Ömer bin Sa'd'ın ordusuna sesleniş
Ömer b. Sa'd'ın ordusundakilerin hâli şöyle idi: "Hepsi, Hüseyin (a.s.)'ın kanını akıtmakla Allaha yaklaşacaklarını zannediyorlardı."
İki tarafın da son hazırlıklarını yaptığı bir sırada İmam Hüseyin (a.s.) karşısındaki insan seli orduya tekrar nasihatte bulunmuştur.
Kendi çadırlarından uzaklaşarak karşısındaki düşman askerlerine yaklaşmış ve onlara atının üzerinde şu uyarıları yapmıştır:
"Ey insanlar! Beni dinleyin; üzerime düşen sizlere öğüt ve nasihatimi dinlemedikçe ve bu bölgeye gelmemin sebebini öğrenmedikçe savaş hususunda acele etmeyin.
Eğer delilimi kabul edip, sözümü tasdik eder de bana karşı insaflı davranırsanız, saadet yolunu bulursunuz, artık benimle de savaşmaya hiçbir sebep kalmaz.

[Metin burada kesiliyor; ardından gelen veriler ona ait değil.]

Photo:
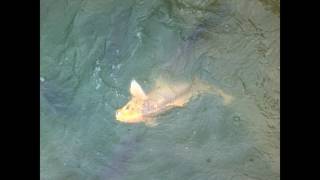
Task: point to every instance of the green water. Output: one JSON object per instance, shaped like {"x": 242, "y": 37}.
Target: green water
{"x": 90, "y": 51}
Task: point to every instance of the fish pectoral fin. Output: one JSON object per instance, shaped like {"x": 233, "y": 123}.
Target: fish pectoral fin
{"x": 151, "y": 122}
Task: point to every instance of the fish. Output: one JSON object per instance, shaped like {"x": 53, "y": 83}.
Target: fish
{"x": 165, "y": 95}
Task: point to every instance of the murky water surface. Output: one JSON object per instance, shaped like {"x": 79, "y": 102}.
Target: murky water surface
{"x": 90, "y": 51}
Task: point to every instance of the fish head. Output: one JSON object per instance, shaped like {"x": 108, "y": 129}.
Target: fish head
{"x": 132, "y": 111}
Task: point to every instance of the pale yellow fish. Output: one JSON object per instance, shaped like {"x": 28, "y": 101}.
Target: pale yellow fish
{"x": 144, "y": 107}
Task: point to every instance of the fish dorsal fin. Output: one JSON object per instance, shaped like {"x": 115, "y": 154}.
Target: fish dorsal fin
{"x": 136, "y": 90}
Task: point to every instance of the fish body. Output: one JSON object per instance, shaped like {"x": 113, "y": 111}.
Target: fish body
{"x": 164, "y": 96}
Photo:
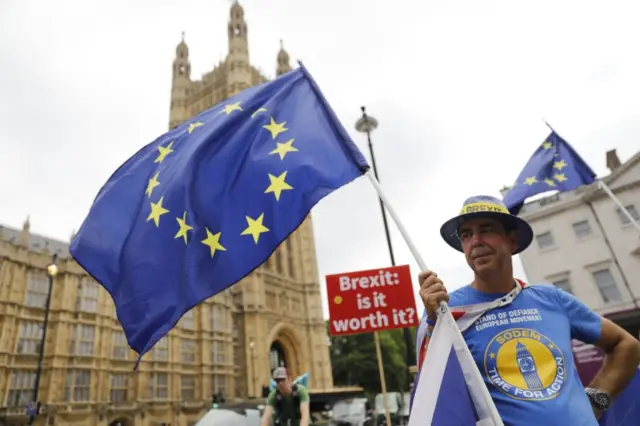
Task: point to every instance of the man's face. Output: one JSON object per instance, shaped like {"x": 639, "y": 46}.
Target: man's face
{"x": 486, "y": 244}
{"x": 284, "y": 385}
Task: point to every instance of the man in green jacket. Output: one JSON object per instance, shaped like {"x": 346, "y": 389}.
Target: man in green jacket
{"x": 288, "y": 403}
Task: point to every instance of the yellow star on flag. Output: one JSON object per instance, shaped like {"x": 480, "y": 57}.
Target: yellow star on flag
{"x": 284, "y": 148}
{"x": 275, "y": 128}
{"x": 258, "y": 111}
{"x": 164, "y": 151}
{"x": 278, "y": 185}
{"x": 184, "y": 227}
{"x": 192, "y": 126}
{"x": 560, "y": 177}
{"x": 559, "y": 165}
{"x": 153, "y": 182}
{"x": 213, "y": 242}
{"x": 228, "y": 109}
{"x": 156, "y": 211}
{"x": 255, "y": 227}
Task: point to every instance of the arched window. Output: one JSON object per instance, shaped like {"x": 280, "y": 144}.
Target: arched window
{"x": 276, "y": 356}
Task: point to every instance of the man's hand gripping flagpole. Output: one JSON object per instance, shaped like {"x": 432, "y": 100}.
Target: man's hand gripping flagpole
{"x": 483, "y": 403}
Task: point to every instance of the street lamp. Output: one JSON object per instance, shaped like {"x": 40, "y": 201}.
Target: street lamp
{"x": 367, "y": 124}
{"x": 253, "y": 368}
{"x": 34, "y": 406}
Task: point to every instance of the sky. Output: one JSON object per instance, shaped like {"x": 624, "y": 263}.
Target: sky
{"x": 460, "y": 90}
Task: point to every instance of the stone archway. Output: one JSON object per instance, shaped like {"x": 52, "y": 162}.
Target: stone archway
{"x": 121, "y": 421}
{"x": 277, "y": 355}
{"x": 286, "y": 347}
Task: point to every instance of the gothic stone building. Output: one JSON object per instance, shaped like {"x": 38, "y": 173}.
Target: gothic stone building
{"x": 228, "y": 344}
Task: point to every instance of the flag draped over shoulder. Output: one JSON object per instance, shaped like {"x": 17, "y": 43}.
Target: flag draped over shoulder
{"x": 555, "y": 165}
{"x": 449, "y": 390}
{"x": 202, "y": 206}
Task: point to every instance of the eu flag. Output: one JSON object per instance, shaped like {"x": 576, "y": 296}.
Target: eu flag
{"x": 202, "y": 206}
{"x": 554, "y": 166}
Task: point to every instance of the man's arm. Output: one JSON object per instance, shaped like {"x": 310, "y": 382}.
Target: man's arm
{"x": 621, "y": 362}
{"x": 268, "y": 409}
{"x": 266, "y": 416}
{"x": 622, "y": 350}
{"x": 304, "y": 407}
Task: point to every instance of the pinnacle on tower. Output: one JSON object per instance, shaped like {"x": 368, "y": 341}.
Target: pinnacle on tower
{"x": 181, "y": 82}
{"x": 282, "y": 65}
{"x": 238, "y": 41}
{"x": 24, "y": 235}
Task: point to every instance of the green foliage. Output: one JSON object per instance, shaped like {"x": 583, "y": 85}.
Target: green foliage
{"x": 354, "y": 361}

Eğer delilimi kabul etmezseniz, daha sonra yaptığınız işin gam ve üzüntünüze sebep olmaması için de ortaklarınızı bir araya toplayıp düşünüp taşının ve hakkımda aldığınız kararı uygulayın. Bana göz açtırmayın.
Şüphesiz benim yardımcım Kur'an'ı indiren Allah'tır. Sâlih kulların yardımcısı da O'dur."
İmam Hüseyin (a.s.) daha sonra Allah'a hamd etti; Resulüllah (s.a.v.)'e salat ettikten sonra sözlerine şöyle devam etti:
"Şimdi benim soyumu araştırın ve bakın ben kimim? Sonra vicdanınızla baş başa kalın ve nefsinizi ayıplayın. Bakın bakalım beni öldürmeniz sizin için uygun mudur?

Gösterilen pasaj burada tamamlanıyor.